Performance Evaluation of ICP Variants for Lidar Data Registration: A Comparative Study on KITTI Visual Benchmark Suite
Open Access
- Author:
- Spackman, Everett
- Graduate Program:
- Spatial Data Science
- Degree:
- Master of Science
- Document Type:
- Master Thesis
- Date of Defense:
- June 28, 2023
- Committee Members:
- Anthony Robinson, Program Head/Chair
S. Ilgin Guler, Thesis Advisor/Co-Advisor
Karen Schuckman, Committee Member - Keywords:
- ICP Registration
Iterative Closest Point
lidar
LIDAR
Point to point ICP
Point to plane ICP
Generalized ICP
KISS ICP
Fast GICP
GICP
Iterative Closest Point Registration
Autonomous Vehicles
AV
Lidar Mapping - Abstract:
- Light Detection and Ranging (Lidar) is a remote sensing technology that has been widely adopted by many industries for applications ranging from post-processing to real-time calculations. As lidar technology continues to advance, data processing methods must also keep pace. Iterative Closest Point (ICP) registration is a crucial step in processing data into a final product by estimating correspondences between individual point clouds and transforming them into a unified dataset. This thesis evaluates several ICP methods, including classic techniques like point-to-point, point-to-plane, and generalized ICP, as well as newer methods such as Keep It Small and Simple (KISS) ICP, Fast Generalized ICP, and Voxelized Generalized ICP. The goal is to identify the fastest and most accurate variants of ICP. The testing was conducted on sequences 0 through 11 of the KITTI Visual Benchmark Suite, a widely used dataset for evaluating point cloud registration accuracy, measured by Translation Error, Rotation Error, Absolute Translation Error, Absolute Rotation Error, Relative Pose Translation Error, and Relative Pose Rotation Error and processing speed using Average Frequency.

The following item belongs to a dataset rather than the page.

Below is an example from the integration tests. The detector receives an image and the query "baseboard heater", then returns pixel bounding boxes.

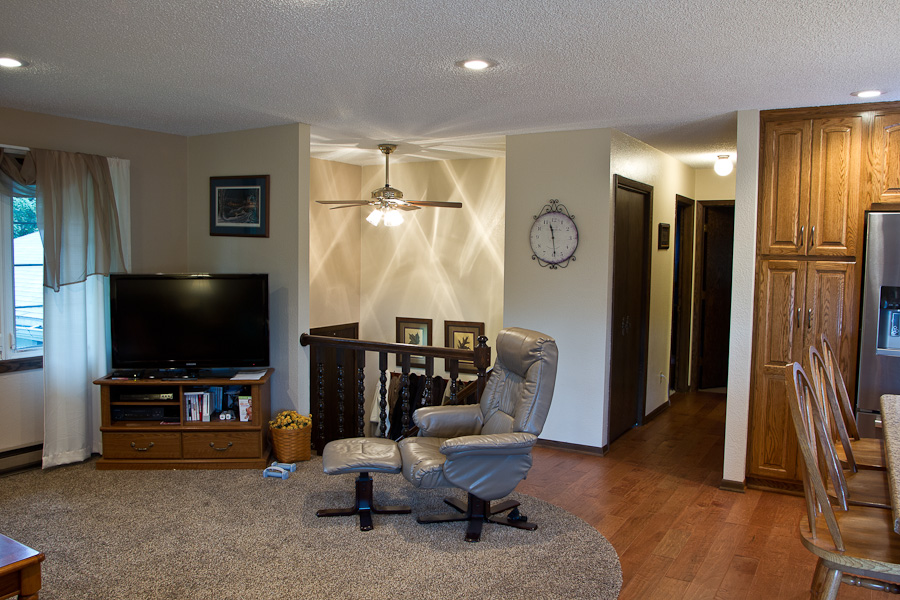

The registration processing and evaluation was performed using modified versions of the KISS ICP, Fast GICP, and Kitti-Eval libraries with processing done locally on a workstation with high compute power, including an AMD Threadripper Pro, Nvidia RTX A6000, and 32 gigabytes of Random Access Memory (RAM). The results show that KISS ICP processed the registration most accurately, while Fast GICP was the quickest to process all sequences. Overall, KISS ICP performed the best, providing the highest accuracy at nearly the fastest speeds. Future studies should focus on improving the source code used for registration, expanding the datasets used for evaluation, and testing more variations of ICP.